In terms of user input processing, especially languages involving multi-byte characters (such as Chinese, Japanese, and Korean), the use of standard regular expression functions may lead to character truncation or matching errors. To solve this problem, PHP provides a multi-byte-compatible function mb_eregi_replace , which can be used to replace content that conforms to a specific regular pattern without breaking character encoding.
mb_eregi_replace is a function in the mbstring extension that is case-insensitive to search for substrings matching regular expressions and replaces them with the specified content. Its syntax is as follows:
string mb_eregi_replace(string $pattern, string $replacement, string $string [, string $option])
$pattern : Regular expression pattern.
$replacement : A string used to replace the match.
$string : The original string to be processed.
$option : optional character encoding.
In many application scenarios, user input may contain special characters, such as @, #, $, %, ^, &, etc.

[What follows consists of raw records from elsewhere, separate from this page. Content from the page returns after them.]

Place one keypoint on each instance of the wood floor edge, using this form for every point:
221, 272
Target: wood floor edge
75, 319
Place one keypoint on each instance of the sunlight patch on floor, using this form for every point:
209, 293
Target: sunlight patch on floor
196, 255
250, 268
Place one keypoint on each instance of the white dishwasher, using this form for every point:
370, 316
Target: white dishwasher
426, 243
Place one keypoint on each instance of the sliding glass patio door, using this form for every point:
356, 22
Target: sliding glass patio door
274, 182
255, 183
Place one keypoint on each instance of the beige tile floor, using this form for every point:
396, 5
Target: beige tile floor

These characters can cause security issues or data consistency issues without restrictions. We can write a function through mb_eregi_replace to clear these characters.
function sanitize_input($input) {
// Regular expressions:Keep letters、number、Spaces and Chinese,Replace the rest with empty
$pattern = '[^a-zA-Z0-9\x{4e00}-\x{9fa5}\s]';
$replacement = '';
return mb_eregi_replace($pattern, $replacement, $input, 'UTF-8');
}
// Test Sample
$user_input = "Welcome to visit m66.net!This is a@#test$%enter^&content。";
$clean_input = sanitize_input($user_input);
echo $clean_input;
Welcome to visit m66netThis is atestentercontent
In this example, we use a Unicode-compatible regular expression to replace all characters that are not Chinese and English characters, numbers and spaces with empty via mb_eregi_replace . It is worth noting that the range of Chinese characters \x{4e00}-\x{9fa5} must be used in conjunction with the 'UTF-8' encoding specification.

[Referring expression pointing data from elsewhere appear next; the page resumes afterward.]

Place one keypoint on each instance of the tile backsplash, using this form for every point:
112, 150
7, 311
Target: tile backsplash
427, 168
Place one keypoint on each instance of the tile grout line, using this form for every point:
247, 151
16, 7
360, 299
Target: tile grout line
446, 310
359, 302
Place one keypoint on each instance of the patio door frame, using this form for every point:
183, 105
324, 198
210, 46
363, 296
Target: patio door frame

Performance issues : mb_eregi_replace is a regular function based on mbstring extension, which is inefficient when dealing with large amounts of text. It is recommended to use it only when multibyte character support is required.
Character encoding must be clear : Always explicitly specify the encoding (such as 'UTF-8' ) to avoid garbled or matching errors.
Regular expression escape problem : When constructing complex patterns, make sure to escape special symbols to avoid regular syntax errors.
If you are building a form processor or need to filter user input such as username, comment content, etc., use mb_eregi_replace to avoid garbled characters and incompatibility. For example, in a user registration form, you can clean up the user nickname on the server using the following method:
$nickname = sanitize_input($_POST['nickname']);
In this way, security issues such as XSS attacks and injecting illegal characters can be effectively avoided, and the standardization of user input can also be improved.
Security and compatibility are the top priorities when processing user input. mb_eregi_replace provides a powerful and safe way to clear special characters from input. Although this function has been deprecated after PHP 8.0 ( mb_ereg_replace is recommended), it is still a reliable option in projects that still use older versions of PHP. For projects that require continuous upgrade maintenance, it is recommended to migrate to a more modern alternative for better performance and compatibility.